It seems Facebook might have changed some markup. I will try and get this fixed in the coming days.

n0kovo avatar Jun 11 '22 12:06 n0kovo

hi ,thanks for this great learning tools you provided. i also get this premature error, only scraped around 25 friends at first part of 1/9 page. then will get this error below :

Traceback (most recent call last): File "C:\Users\my username\Desktop\fb_friend_list_scraper-develop - 2\fb_friend_list_scraper-develop\fb_friend_list_scraper\scraper.py", line 367, in main() File "C:\Users\my username\Desktop\fb_friend_list_scraper-develop - 2\fb_friend_list_scraper-develop\fb_friend_list_scraper\scraper.py", line 363, in main do_scrape(driver, email, password, user_to_scrape, outfile_path, args) File "C:\Users\my username\Desktop\fb_friend_list_scraper-develop - 2\fb_friend_list_scraper-develop\fb_friend_list_scraper\scraper.py", line 302, in do_scrape cleanup(driver, progress) File "C:\Users\my username\Desktop\fb_friend_list_scraper-develop - 2\fb_friend_list_scraper-develop\fb_friend_list_scraper\scraper.py", line 224, in cleanup element = driver.find_element( File "C:\Users\my username\AppData\Local\Programs\Python\Python310\lib\site-packages\selenium\webdriver\remote\webdriver.py", line 1251, in find_element return self.execute(Command.FIND_ELEMENT, { File "C:\Users\my username\AppData\Local\Programs\Python\Python310\lib\site-packages\selenium\webdriver\remote\webdriver.py", line 430, in execute self.error_handler.check_response(response) File "C:\Users\my username\AppData\Local\Programs\Python\Python310\lib\site-packages\selenium\webdriver\remote\errorhandler.py", line 247, in check_response raise exception_class(message, screen, stacktrace) selenium.common.exceptions.NoSuchElementException: Message: Unable to locate element: /html/body/div[1]/div/div[4]/div/div[1]/div[1]/div[1] Stacktrace: WebDriverError@chrome://remote/content/shared/webdriver/Errors.jsm:183:5 NoSuchElementError@chrome://remote/content/shared/webdriver/Errors.jsm:395:5 element.find/</<@chrome://remote/content/marionette/element.js:300:16

mrnoobnoobies avatar Jun 18 '22 08:06 mrnoobnoobies

then after several try and error, read many S.O forum related issue , i edited a part of the script that writes def scroll_down as below :

def scroll_down(driver, progress): logprint("Scrolling to the bottom") driver.execute_script("window.scrollTo(0, document.body.scrollHeight);") clicks = driver.find_elements(By.XPATH, '//*[@id="m_more_friends"]') for click in clicks: click = click.click() time.sleep(15)
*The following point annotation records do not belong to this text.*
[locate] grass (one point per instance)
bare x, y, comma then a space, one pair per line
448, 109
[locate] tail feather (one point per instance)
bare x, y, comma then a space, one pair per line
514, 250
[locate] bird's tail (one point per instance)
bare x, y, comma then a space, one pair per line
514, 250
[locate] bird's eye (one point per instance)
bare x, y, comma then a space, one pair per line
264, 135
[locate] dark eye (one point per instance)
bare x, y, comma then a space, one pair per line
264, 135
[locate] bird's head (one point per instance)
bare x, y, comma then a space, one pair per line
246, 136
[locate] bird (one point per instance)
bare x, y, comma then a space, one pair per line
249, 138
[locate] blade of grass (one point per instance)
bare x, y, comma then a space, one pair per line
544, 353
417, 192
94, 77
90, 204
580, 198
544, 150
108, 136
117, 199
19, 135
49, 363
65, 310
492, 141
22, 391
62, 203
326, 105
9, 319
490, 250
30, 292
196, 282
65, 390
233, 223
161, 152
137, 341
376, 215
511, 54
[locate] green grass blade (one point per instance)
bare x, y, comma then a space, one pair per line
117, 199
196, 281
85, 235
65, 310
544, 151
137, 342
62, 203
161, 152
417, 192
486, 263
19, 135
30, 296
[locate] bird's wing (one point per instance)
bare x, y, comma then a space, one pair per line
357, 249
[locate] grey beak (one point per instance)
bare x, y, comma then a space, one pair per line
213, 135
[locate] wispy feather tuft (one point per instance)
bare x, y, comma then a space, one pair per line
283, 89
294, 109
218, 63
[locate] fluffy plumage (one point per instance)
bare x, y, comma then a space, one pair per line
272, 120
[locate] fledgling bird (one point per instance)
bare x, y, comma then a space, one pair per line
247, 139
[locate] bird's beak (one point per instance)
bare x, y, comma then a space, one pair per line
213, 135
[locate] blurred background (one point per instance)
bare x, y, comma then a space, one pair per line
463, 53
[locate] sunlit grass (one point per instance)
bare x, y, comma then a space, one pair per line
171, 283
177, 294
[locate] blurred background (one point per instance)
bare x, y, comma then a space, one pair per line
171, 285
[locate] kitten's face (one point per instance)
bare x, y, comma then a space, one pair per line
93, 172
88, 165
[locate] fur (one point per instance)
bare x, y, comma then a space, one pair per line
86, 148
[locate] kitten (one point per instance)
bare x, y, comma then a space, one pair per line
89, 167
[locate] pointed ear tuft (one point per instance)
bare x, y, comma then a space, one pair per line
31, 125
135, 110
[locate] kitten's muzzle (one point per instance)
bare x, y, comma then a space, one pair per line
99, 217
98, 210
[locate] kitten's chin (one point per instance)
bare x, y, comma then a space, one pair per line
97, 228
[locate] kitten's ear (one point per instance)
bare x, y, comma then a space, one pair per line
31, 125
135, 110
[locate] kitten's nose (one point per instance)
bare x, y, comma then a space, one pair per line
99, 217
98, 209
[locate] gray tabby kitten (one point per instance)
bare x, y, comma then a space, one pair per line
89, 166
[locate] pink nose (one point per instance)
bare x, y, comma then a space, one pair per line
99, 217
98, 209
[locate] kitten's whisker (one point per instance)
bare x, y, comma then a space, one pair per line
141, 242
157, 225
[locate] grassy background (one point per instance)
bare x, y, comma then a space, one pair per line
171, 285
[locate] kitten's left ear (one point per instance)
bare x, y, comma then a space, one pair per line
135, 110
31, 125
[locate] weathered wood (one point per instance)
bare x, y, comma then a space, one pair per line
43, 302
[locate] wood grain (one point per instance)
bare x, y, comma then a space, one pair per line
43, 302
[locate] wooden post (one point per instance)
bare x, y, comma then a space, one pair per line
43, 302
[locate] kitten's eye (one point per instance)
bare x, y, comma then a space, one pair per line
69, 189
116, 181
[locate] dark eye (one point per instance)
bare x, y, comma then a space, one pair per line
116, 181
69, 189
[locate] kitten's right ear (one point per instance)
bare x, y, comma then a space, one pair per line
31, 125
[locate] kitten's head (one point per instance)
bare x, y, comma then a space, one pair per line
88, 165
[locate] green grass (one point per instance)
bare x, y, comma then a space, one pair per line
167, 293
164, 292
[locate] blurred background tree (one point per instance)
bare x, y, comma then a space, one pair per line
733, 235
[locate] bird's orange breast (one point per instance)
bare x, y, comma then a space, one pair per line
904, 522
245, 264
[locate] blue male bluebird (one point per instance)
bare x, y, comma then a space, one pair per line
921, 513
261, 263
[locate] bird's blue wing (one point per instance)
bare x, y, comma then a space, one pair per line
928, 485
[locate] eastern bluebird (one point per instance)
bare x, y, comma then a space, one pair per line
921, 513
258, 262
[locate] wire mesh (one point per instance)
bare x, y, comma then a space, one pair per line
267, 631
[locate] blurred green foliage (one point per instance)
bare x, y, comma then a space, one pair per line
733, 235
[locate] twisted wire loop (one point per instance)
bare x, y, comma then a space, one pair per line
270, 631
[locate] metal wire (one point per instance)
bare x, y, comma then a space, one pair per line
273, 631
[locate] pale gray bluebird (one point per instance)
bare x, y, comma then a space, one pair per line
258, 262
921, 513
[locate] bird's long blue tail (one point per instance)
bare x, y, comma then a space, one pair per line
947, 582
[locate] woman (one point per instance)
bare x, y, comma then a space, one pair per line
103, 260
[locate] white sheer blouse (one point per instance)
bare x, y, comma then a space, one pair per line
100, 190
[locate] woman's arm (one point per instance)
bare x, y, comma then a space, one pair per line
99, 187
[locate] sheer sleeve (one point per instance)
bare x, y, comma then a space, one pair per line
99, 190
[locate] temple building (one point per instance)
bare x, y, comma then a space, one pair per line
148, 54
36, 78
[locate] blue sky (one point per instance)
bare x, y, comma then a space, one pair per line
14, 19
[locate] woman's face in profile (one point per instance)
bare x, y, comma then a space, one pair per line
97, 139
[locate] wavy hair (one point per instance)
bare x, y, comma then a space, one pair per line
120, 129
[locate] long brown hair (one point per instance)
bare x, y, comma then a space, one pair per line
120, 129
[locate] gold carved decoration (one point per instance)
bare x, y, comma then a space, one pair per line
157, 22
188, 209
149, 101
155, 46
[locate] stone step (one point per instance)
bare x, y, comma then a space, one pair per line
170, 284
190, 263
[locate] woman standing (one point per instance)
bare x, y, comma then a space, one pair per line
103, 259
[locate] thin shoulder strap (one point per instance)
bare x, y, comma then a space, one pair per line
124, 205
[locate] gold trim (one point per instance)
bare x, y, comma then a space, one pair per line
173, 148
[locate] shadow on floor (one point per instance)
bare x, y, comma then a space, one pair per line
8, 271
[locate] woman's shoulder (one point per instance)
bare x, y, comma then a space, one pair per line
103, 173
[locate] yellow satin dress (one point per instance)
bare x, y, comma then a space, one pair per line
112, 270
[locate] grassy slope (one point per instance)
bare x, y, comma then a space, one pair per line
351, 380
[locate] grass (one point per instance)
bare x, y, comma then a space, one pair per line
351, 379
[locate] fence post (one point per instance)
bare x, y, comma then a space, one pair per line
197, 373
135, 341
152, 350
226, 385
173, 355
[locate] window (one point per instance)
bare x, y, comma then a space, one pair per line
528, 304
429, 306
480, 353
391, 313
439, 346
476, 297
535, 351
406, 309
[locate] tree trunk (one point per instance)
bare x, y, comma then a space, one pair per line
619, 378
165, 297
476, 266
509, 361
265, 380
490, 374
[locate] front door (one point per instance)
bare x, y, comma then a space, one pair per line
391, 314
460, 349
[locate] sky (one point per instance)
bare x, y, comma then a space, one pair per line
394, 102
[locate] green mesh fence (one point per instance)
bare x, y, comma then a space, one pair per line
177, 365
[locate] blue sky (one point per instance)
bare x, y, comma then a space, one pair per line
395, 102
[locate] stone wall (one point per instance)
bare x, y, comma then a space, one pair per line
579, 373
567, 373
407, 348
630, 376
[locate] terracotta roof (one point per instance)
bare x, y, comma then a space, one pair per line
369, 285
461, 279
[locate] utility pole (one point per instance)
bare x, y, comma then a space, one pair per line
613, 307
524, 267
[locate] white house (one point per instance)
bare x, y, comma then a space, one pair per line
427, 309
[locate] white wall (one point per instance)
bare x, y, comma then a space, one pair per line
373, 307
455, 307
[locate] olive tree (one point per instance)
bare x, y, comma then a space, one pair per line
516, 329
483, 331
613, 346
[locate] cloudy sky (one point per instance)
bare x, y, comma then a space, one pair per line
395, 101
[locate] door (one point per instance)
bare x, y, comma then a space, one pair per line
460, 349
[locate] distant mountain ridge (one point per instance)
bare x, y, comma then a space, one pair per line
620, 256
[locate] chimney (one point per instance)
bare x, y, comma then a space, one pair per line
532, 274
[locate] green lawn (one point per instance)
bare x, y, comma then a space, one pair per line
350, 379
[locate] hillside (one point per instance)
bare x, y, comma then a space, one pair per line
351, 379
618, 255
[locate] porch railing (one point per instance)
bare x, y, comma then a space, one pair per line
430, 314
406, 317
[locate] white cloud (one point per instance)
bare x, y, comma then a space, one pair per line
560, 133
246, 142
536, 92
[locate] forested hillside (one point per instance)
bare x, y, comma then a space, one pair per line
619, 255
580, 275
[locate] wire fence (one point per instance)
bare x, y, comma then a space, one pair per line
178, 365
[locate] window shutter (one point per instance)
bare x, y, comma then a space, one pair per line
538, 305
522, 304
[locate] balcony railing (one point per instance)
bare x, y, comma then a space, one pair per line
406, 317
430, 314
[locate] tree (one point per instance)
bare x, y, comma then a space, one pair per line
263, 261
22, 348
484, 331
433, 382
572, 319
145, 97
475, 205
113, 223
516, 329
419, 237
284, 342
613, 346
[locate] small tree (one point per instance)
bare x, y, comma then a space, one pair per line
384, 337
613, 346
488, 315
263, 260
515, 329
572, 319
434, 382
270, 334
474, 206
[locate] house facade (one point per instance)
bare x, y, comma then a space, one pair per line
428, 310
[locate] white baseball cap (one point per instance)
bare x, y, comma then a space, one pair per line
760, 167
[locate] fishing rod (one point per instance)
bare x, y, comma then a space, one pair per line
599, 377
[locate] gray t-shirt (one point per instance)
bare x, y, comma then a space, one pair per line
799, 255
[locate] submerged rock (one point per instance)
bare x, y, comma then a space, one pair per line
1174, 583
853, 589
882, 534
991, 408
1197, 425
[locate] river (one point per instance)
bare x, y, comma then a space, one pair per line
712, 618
also edited xpath under def cleanup as follow :

element = driver.find_element( By.XPATH, '//div[contains(concat(" ",normalize-space(@class)," ")," timeline ")]/div/div[contains(concat(" ",normalize-space(@class)," ")," _2pit ")]/div'

But still cant get to fully finished the script(only passed 3/9 page) until i get below error :

Traceback (most recent call last): File "C:\Users\my username\Desktop\fb_friend_list_scraper-develop - 1\fb_friend_list_scraper-develop\fb_friend_list_scraper\scraper.py", line 401, in main() File "C:\Users\my username\Desktop\fb_friend_list_scraper-develop - 1\fb_friend_list_scraper-develop\fb_friend_list_scraper\scraper.py", line 397, in main do_scrape(driver, email, password, user_to_scrape, outfile_path, args) File "C:\Users\my username\Desktop\fb_friend_list_scraper-develop - 1\fb_friend_list_scraper-develop\fb_friend_list_scraper\scraper.py", line 323, in do_scrape scrape_profiles(driver, outfile_path, progress, args) File "C:\Users\my username\Desktop\fb_friend_list_scraper-develop - 1\fb_friend_list_scraper-develop\fb_friend_list_scraper\scraper.py", line 175, in scrape_profiles username = div.find("a")["href"][1:].replace("profile.php?id=", "") File "C:\Users\my username\AppData\Roaming\Python\Python310\site-packages\bs4\element.py", line 1519, in getitem return self.attrs[key] KeyError: 'href'

mrnoobnoobies avatar Jun 18 '22 08:06 mrnoobnoobies

Hi @mohdradhi84, thanks for your report! I haven't had the time to get proper look at it yet. I'm considering making it more clear in the code exactly what elements the script is looking for on the page, to make it easier for people to debug when Facebook makes changes. I'll probably get around to it in the next couple of days. I'm pretty sure both of your errors stem from the page not looking like the script expects it to. I'll keep you posted!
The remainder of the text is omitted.